La session avait été précédée de préliminaires répugnants. Deux ministres congolais, celui de la justice et celui des droits de l’homme, qui voulaient faire le déplacement pour cette session et manifester ainsi leur volonté de collaborer avec la communauté internationale, n’ont pas pu obtenir un visa qui leur aurait permis d’arriver à temps. Le désir des États africains de reporter, pour cette raison, la session au lundi s’est heurté au refus de l’UE, affront qui rappelle les années noires de la colonisation. Il était donc évident, dès le départ, que l’on ne souhaitait pas un débat sérieux.

Au cours des discussions, ces deux positions se sont retrouvées dans les déclarations des différents pays. Les États industrialisés n’ont absolument rien dit de l’exploitation criminelle des ressources naturelles pratiquée depuis des décennies, pas plus que des livraisons illégales d’armes à Nkunda.

Au lieu de cela, on a reproché au gouvernement congolais de ne pas remplir sa mission consistant à protéger les habitants contre les violences. On a eu peu à peu l’impression qu’il ne s’agissait pas de manifester sa solidarité avec les victimes et de stopper de manière catégorique la guerre menée par Nkunda mais d’affirmer une politique de puissance.

Dans une déclaration, l’ambassadeur de la RDC s’est montré très affecté par la situation catastrophique de la population et a insisté sur le danger qu’il y a à continuer de déstabiliser le pays et à diviser la province orientale.

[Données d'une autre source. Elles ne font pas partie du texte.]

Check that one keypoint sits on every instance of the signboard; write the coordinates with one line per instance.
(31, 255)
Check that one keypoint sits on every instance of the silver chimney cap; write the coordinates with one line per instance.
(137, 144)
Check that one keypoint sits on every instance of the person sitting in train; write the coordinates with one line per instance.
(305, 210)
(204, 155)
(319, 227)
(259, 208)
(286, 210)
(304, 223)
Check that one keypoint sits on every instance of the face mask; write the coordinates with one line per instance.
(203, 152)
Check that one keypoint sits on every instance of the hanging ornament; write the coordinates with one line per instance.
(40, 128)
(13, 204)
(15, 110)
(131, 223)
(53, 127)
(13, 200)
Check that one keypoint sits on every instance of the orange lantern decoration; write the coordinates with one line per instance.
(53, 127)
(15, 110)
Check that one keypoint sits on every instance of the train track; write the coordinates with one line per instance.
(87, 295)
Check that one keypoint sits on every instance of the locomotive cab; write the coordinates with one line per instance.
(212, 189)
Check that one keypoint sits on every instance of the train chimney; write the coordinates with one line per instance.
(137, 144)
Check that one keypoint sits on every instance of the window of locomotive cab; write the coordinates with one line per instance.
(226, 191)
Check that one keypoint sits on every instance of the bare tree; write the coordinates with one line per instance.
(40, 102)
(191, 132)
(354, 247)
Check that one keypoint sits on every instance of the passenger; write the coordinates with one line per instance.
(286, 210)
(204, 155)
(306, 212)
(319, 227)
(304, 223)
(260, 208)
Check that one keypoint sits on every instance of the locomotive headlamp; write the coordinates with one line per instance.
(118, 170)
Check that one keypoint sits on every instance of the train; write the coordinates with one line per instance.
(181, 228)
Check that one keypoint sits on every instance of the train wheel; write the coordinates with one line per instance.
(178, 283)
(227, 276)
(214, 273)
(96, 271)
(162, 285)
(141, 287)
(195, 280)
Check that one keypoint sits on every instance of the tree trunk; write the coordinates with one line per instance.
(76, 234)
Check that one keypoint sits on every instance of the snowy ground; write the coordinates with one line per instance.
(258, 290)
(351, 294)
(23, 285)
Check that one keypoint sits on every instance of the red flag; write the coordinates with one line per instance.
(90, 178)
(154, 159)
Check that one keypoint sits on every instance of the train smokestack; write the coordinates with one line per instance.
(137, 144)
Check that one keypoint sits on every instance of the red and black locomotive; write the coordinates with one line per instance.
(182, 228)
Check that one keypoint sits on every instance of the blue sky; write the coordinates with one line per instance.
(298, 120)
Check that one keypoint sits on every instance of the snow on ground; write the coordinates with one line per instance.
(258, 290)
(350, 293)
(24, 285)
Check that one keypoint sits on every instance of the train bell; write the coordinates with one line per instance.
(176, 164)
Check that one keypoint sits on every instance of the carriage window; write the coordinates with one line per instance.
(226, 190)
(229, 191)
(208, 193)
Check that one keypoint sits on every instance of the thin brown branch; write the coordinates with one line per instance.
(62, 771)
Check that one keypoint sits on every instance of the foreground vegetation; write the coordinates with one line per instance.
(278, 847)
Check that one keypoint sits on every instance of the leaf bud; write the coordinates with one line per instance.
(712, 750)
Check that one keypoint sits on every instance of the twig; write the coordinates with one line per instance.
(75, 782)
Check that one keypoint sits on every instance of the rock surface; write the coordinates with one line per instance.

Il a demandé que l’étranger cesse de livrer des armes à Nkunda et que l’on combatte les causes des violations des ­droits de l’homme et non les symptômes. La Haut-Commissaire aux droits de l’homme Navanethem Pillay a évoqué l’ampleur des violences : « La crise de la situation des droits de l’homme, qui s’étend, n’est pas limitée au Kivu et elle provient de différents mouvements violents, notamment l’Uganda Lord’s Resistance Army dont les exactions ont provoqué dans la province orientale un afflux de réfugiés, des viols, des assassinats et le recrutement forcé d’enfants soldats. » Mais à vrai dire, elle n’a pas non plus parlé du rôle joué par le gouvernement du Rwanda.

Vu les différentes déclarations et les deux positions, il est apparu de plus en plus nettement que l’on ne jouait pas cartes sur table : les États industrialisés n’ont pas évoqué le Rwanda et l’Ouganda dont on sait qu’ils fournissent des armes au chef des rebelles Nkunda.

Les représentants des États occidentaux n’ont pas analysé clairement les causes des tueries. On n’a pas pu s’empêcher de penser que les États occidentaux voulaient affaiblir le gouvernement central congolais et qu’en conséquence, ils ne tenaient pas à exiger de l’agresseur qu’il respecte les droits de l’homme et mette fin immédiatement au génocide silencieux.

Dans cette situation, les reproches réitérés adressés au gouvernement congolais ne ­peuvent avoir qu’un objectif, celui de se donner un prétexte pour intervenir militairement au Congo. Sous le slogan de la « responsabilité de protéger » on va installer, dans le style néocolonialiste, un protectorat de l’ONU ou de l’OTAN afin d’assurer aux États industrialisés l’exploitation des ressources du sous-sol pendant les prochaines décennies. Réserve-t-on au Congo ce qu’a vécu la République de Yougoslavie il y a 10 ans ? Sous prétexte d’intervention humanitaire, l’OTAN a attaqué le pays et divisé le Kosovo avec l’aide de l’ONU. La gigantesque base états-unienne du Kosovo, Camp Bondsteel, montre de quoi il s’agissait vraiment.

Aujourd’hui déjà, les États-Unis entretiennent une très importante ambassade à Goma. Seront-ils, comme pour le Kosovo, les premiers à reconnaître un nouvel État, le Kivu, et à s’assurer l’accès illimité à ses richesses minières ? Les pays occidentaux ­jouent un jeu hypocrite. Les Congolais qui souffrent depuis des décennies ne peuvent pas en attendre une solidarité authentique et une protection véritable dans cette situation désespérée. Il est donc d’autant plus important que les pays non alignés élèvent la voix, dénoncent les vraies causes du conflit et exigent le respect des droits de l’homme et du droit international ainsi que l’arrêt immédiat des combats.